The paper tackles the problem of privately estimating parameters using U-statistics, which are common in nonparametric tests and network analysis, by showing that existing private mean estimation methods lead to suboptimal error rates and proposing a new thresholding-based approach with local Hájek projections to achieve nearly optimal private error for non-degenerate cases and strong indications for degenerate ones.

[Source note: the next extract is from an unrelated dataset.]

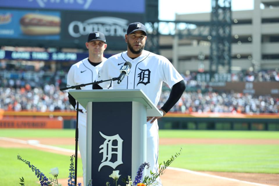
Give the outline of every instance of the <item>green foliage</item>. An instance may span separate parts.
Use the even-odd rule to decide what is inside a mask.
[[[180,148],[180,151],[178,153],[176,153],[174,156],[172,155],[166,162],[164,161],[163,164],[162,165],[161,163],[159,165],[159,171],[158,172],[153,173],[151,170],[150,174],[151,176],[144,176],[144,179],[142,183],[145,184],[146,186],[152,186],[157,185],[158,183],[156,181],[156,179],[157,178],[164,174],[165,171],[168,167],[172,163],[174,162],[175,160],[181,154],[181,151],[182,149]]]
[[[49,177],[50,169],[59,168],[60,179],[66,178],[69,176],[69,156],[57,154],[30,149],[0,148],[0,177],[1,181],[9,186],[18,186],[19,177],[23,176],[28,186],[38,186],[38,179],[34,173],[28,170],[26,165],[17,159],[18,153],[32,160],[32,163],[38,165],[41,170]],[[81,160],[78,159],[78,176],[82,176]]]
[[[24,185],[24,179],[23,178],[23,177],[22,177],[22,178],[19,178],[19,181],[21,182],[22,182],[22,183],[19,183],[21,186],[25,186],[25,185]]]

We consider the problem of privately estimating a parameter $\mathbb{E}[h(X_1,\dots,X_k)]$, where $X_1$, $X_2$, $\dots$, $X_k$ are i.i.d. data from some distribution and $h$ is a permutation-invariant function. Without privacy constraints, standard estimators are U-statistics, which commonly arise in a wide range of problems, including nonparametric signed rank tests, symmetry testing, uniformity testing, and subgraph counts in random networks, and can be shown to be minimum variance unbiased estimators under mild conditions. Despite the recent outpouring of interest in private mean estimation, privatizing U-statistics has received little attention. While existing private mean estimation algorithms can be applied to obtain confidence intervals, we show that they can lead to suboptimal private error, e.g., constant-factor inflation in the leading term, or even $Θ(1/n)$ rather than $O(1/n^2)$ in degenerate settings. To remedy this, we propose a new thresholding-based approach using \emph{local Hájek projections} to reweight different subsets of the data. This leads to nearly optimal private error for non-degenerate U-statistics and a strong indication of near-optimality for degenerate U-statistics.